Estou farto do lirismo que pára e vai averiguar no dicionário o cunho vernáculo de um vocábulo.
Abaixo os puristas
Todas as palavras sobretudo os barbarismos universais
Todas as construções sobretudo as sintaxes de exceção
Todos os ritmos sobretudo os inumeráveis
Estou farto do lirismo namorador
Político
Raquítico
Sifilítico
De todo lirismo que capitula ao que quer que seja fora de si mesmo
De resto não é lirismo
Será contabilidade tabela de co-senos secretário do amante exemplar com cem modelos de cartas e as diferentes
maneiras de agradar às mulheres, etc
Quero antes o lirismo dos loucos
O lirismo dos bêbedos
O lirismo difícil e pungente dos bêbedos
O lirismo dos clowns de Shakespeare

— Não quero mais saber do lirismo que não é libertação.


Pneumotórax
Manuel Bandeira

Febre, hemoptise, dispneia e suores noturnos.


A vida inteira que podia ter sido e que não foi.
Tosse, tosse, tosse.

Mandou chamar o médico:

— Diga trinta e três.


— Trinta e três… trinta e três… trinta e três…
— Respire.

……………………………………………………………………….

— O senhor tem uma escavação no pulmão esquerdo e o pulmão direito infiltrado.


— Então, doutor, não é possível tentar o pneumotórax?
— Não. A única coisa a fazer é tocar um tango argentino.

Os sapos
Manuel Bandeira

Enfunando os papos,
Saem da penumbra,
Aos pulos, os sapos.
A luz os deslumbra.

Em ronco que aterra,


Berra o sapo-boi:
- "Meu pai foi à guerra!"
- "Não foi!" - "Foi!" - "Não foi!".

O sapo-tanoeiro,
Parnasiano aguado,
Diz: - "Meu cancioneiro
É bem martelado.

Vede como primo


Em comer os hiatos!
Que arte! E nunca rimo
Os termos cognatos.

O meu verso é bom


Frumento sem joio.
Faço rimas com
Consoantes de apoio.

Vai por cinquenta anos


Que lhes dei a norma:
Reduzi sem danos
A fôrmas a forma.

Clame a saparia
Em críticas céticas:
Não há mais poesia,
Mas há artes poéticas..."
Urra o sapo-boi:
- "Meu pai foi rei!"- "Foi!"
- "Não foi!" - "Foi!" - "Não foi!".

Brada em um assomo
O sapo-tanoeiro:
- A grande arte é como
Lavor de joalheiro.

Ou bem de estatuário.
Tudo quanto é belo,
Tudo quanto é vário,
Canta no martelo".

Outros, sapos-pipas
(Um mal em si cabe),
Falam pelas tripas,
- "Sei!" - "Não sabe!" - "Sabe!".

Longe dessa grita,


Lá onde mais densa
A noite infinita
Veste a sombra imensa;

Lá, fugido ao mundo,


Sem glória, sem fé,
No perau profundo
E solitário, é

Que soluças tu,


Transido de frio,
Sapo-cururu
Da beira do rio...

Tragédia brasileira
Manuel Bandeira

Misael, funcionário da Fazenda, com 63 anos de idade.

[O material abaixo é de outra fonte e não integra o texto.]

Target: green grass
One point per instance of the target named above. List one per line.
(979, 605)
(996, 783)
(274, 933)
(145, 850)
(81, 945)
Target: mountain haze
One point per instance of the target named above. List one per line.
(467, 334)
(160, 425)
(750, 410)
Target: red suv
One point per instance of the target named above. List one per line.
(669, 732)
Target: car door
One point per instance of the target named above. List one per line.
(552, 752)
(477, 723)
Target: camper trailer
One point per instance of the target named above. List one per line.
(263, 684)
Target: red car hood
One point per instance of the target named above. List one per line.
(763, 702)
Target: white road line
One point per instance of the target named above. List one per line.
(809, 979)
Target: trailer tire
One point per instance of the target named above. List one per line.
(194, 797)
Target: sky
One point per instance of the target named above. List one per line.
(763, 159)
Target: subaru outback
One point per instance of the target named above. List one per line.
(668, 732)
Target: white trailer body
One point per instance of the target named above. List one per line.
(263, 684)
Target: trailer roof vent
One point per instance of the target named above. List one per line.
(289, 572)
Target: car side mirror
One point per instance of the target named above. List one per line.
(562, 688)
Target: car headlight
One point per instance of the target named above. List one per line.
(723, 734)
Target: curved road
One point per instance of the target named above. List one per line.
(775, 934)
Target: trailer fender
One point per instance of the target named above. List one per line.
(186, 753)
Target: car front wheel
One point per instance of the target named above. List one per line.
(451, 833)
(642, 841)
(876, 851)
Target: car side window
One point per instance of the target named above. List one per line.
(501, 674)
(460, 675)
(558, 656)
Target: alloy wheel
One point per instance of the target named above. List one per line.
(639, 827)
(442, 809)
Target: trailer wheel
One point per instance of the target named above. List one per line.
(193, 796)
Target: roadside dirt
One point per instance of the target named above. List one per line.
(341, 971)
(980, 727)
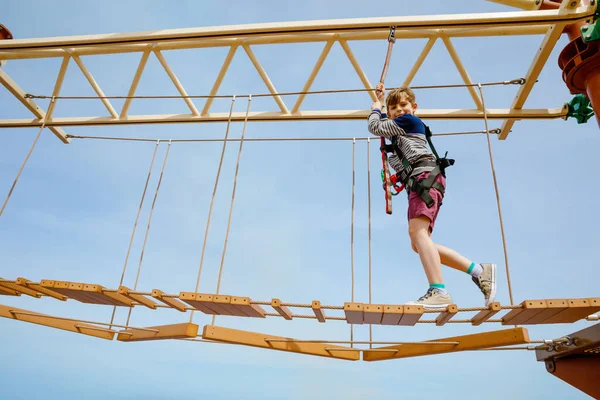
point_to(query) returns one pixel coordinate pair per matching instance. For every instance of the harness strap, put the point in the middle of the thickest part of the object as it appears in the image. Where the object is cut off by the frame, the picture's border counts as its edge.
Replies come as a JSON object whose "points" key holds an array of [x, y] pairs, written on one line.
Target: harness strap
{"points": [[423, 187]]}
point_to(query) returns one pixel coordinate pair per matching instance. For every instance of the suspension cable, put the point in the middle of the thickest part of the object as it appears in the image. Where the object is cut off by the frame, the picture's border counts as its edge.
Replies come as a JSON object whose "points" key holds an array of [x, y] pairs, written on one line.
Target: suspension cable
{"points": [[27, 157], [212, 202], [497, 195], [237, 168], [137, 217], [137, 277]]}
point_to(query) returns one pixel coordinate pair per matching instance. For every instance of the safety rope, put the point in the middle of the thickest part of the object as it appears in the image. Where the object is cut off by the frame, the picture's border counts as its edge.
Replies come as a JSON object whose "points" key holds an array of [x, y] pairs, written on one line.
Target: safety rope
{"points": [[352, 230], [369, 227], [237, 168]]}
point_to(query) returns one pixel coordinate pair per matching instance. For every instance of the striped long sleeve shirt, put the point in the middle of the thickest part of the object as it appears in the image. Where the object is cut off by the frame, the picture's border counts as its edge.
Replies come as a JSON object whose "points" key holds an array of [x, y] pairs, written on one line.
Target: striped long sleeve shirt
{"points": [[409, 131]]}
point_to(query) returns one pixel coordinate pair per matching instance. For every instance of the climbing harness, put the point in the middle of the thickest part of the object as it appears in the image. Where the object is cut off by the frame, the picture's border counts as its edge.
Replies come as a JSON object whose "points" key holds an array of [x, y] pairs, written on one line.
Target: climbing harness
{"points": [[411, 184]]}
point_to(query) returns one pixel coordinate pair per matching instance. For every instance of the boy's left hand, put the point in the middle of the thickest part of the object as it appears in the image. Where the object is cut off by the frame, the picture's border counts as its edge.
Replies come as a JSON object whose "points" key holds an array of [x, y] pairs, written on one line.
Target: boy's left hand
{"points": [[380, 92]]}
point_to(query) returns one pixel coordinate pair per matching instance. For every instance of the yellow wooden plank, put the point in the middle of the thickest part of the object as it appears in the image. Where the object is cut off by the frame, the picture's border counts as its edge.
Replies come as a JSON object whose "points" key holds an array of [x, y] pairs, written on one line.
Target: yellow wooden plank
{"points": [[199, 302], [141, 299], [354, 313], [578, 309], [484, 315], [254, 339], [475, 341], [225, 302], [47, 320], [373, 313], [282, 310], [554, 306], [20, 289], [170, 301], [4, 291], [530, 309], [316, 307], [411, 315], [161, 332], [445, 316], [95, 293], [244, 304], [77, 293], [40, 289], [392, 314]]}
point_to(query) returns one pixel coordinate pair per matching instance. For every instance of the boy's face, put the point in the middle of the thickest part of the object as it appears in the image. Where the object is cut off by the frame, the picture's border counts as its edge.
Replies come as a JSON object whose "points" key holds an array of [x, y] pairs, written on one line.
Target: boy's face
{"points": [[404, 106]]}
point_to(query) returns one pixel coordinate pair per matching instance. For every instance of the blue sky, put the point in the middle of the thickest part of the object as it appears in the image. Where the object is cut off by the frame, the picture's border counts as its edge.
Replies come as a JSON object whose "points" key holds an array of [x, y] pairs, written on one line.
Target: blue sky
{"points": [[71, 215]]}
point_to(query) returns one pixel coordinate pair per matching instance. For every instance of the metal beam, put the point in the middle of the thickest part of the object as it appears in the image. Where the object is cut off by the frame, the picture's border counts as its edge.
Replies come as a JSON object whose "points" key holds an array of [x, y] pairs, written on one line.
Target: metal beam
{"points": [[330, 115]]}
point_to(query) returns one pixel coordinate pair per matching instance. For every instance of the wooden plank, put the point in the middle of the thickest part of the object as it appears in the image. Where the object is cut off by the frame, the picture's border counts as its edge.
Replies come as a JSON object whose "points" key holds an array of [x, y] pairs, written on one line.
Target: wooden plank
{"points": [[316, 307], [53, 322], [554, 306], [254, 339], [484, 315], [141, 299], [225, 302], [446, 315], [411, 315], [40, 289], [244, 304], [61, 287], [392, 314], [530, 309], [119, 298], [578, 309], [20, 289], [173, 331], [4, 291], [95, 293], [170, 301], [373, 313], [354, 313], [77, 293], [282, 310], [199, 302], [475, 341]]}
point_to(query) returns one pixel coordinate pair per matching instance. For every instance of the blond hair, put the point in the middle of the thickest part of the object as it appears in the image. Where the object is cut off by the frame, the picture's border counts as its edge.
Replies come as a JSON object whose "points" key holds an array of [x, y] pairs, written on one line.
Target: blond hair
{"points": [[395, 96]]}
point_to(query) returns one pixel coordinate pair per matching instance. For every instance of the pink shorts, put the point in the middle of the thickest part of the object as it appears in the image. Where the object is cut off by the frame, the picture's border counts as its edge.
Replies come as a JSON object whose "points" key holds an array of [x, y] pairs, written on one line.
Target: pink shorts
{"points": [[418, 208]]}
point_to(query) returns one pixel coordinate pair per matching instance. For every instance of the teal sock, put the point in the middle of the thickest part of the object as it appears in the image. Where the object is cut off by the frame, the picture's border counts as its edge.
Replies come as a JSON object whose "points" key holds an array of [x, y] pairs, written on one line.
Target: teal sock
{"points": [[475, 270], [439, 286]]}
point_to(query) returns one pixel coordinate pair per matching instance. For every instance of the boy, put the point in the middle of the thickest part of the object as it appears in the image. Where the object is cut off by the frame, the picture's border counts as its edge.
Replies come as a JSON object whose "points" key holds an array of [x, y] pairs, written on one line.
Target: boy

Conheceu Maria Elvira na Lapa — prostituída, com sífilis, dermite nos dedos, uma aliança empenhada e os dentes em
petição de miséria.
Misael tirou Maria Elvira da vida, instalou-a num sobrado no Estácio, pagou médico, dentista, manicura... Dava tudo
quanto ela queria.
Quando Maria Elvira se apanhou de boca bonita, arranjou logo um namorado.
Misael não queria escândalo. Podia dar uma surra, um tiro, uma facada.
Não fez nada disso: mudou de casa. Viveram três anos assim.
Toda vez que Maria Elvira arranjava namorado, Misael mudava de casa.
Os amantes moraram no Estácio, Rocha, Catete, Rua General Pedra, Olaria, Ramos, Bonsucesso, Vila Isabel, Rua Marquês
de Sapucaí, Niterói, Encantado, Rua Clapp, outra vez no Estácio, Todos os Santos, Catumbi, Lavradio, Boca do Mato,
Inválidos...
Por fim na Rua da Constituição, onde Misael, privado de sentidos e de inteligência, matou-a com seis tiros, e a polícia foi
encontrá-la caída em decúbito dorsal, vestida de organdi azul.